What is, or What should be.
I am at my parents’ house today, and I just ate breakfast in our breakfast nook attached to our kitchen. We have a little television in there, and I turned it on. At first, he Today show was on, and I watched a short bit about Al Roker getting a hip replacement. I warmed up my coffee and flipped through a few different channels until I stopped, with little rhyme or reason, on an interview with Tim O’Brien. He was talking about getting drafted during the Vietnam war. This interested me, so I remained on this channel. After several minutes, O’Brien made a statement that seemed profound to me. I quickly ran off to get a pencil and paper to write it down. This is what I wrote “stories are written to preserve, forever, what is or what should be.” If this is not Mr. O’brien’s exact quote, it bears the correct sentiment.
One of my reactionary thoughts to this statement is one of disagreement.

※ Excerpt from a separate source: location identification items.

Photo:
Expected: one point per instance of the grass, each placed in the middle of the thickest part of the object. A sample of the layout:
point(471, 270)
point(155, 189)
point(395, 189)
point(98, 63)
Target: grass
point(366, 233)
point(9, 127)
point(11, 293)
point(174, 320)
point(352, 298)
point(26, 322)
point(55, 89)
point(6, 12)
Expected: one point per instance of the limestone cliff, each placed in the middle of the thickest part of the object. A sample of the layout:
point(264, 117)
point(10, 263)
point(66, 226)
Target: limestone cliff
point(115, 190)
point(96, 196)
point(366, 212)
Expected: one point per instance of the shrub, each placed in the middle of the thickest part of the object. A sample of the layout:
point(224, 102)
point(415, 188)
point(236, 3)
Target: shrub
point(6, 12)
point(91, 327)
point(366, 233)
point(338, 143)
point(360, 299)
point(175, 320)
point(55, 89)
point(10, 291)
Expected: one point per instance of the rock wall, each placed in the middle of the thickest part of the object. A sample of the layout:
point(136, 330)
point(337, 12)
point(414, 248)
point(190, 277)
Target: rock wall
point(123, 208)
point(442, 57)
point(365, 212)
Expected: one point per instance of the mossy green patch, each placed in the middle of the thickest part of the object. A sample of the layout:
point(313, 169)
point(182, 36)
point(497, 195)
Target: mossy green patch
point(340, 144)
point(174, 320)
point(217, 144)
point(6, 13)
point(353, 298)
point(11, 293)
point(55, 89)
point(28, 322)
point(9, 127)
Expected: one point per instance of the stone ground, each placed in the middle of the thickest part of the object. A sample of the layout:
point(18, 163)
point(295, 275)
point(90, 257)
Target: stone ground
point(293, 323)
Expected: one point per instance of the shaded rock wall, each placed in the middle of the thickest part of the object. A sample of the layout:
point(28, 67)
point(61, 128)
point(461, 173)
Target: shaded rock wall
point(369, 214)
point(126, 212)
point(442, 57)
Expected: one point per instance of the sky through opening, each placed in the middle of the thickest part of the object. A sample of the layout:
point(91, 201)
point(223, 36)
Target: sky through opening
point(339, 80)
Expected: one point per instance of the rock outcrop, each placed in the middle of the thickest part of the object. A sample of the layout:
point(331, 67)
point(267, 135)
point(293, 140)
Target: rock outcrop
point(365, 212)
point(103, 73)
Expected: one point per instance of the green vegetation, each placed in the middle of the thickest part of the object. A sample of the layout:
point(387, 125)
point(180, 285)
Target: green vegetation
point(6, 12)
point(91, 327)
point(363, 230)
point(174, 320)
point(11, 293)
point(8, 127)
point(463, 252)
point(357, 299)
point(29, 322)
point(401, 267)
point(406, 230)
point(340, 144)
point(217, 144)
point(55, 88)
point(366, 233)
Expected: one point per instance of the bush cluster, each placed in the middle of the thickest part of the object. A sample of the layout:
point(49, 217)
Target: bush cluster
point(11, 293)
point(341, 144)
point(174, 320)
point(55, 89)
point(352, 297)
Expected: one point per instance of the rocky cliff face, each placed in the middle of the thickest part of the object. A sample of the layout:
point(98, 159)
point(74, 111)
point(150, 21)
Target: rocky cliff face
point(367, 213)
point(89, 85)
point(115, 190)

Some of the best novels ever written don’t even contain what is, and certainly do not contain what should be either. What first comes to my mind is George Orwell’s novel titled 1984. The world Orwell describes is not the world that exists. Nor should the world of Big Brother and double think exist. If anything, Orwell’s story preserves what should not be.
Oh. Perhaps that is it then. It is not the world inside the story which Orwell wished to preserve, but the one outside. Certainly, the world was not perfect in 1948, when Orwell published 1984. But it looked awfully better than it had 3 years prior. Even so, I suspect it might be more accurate to suggest Orwell wanted to preserve certain ideals and a hopeful reverence for them, by vividly describing their opposites. Viewed in this way, I can see the merit to O’Brien’s words. I actually even like the idea. That I, or you, or him, or her can preserve, forever, that which should be; whatever it may be that should be. In fact, I like it a lot.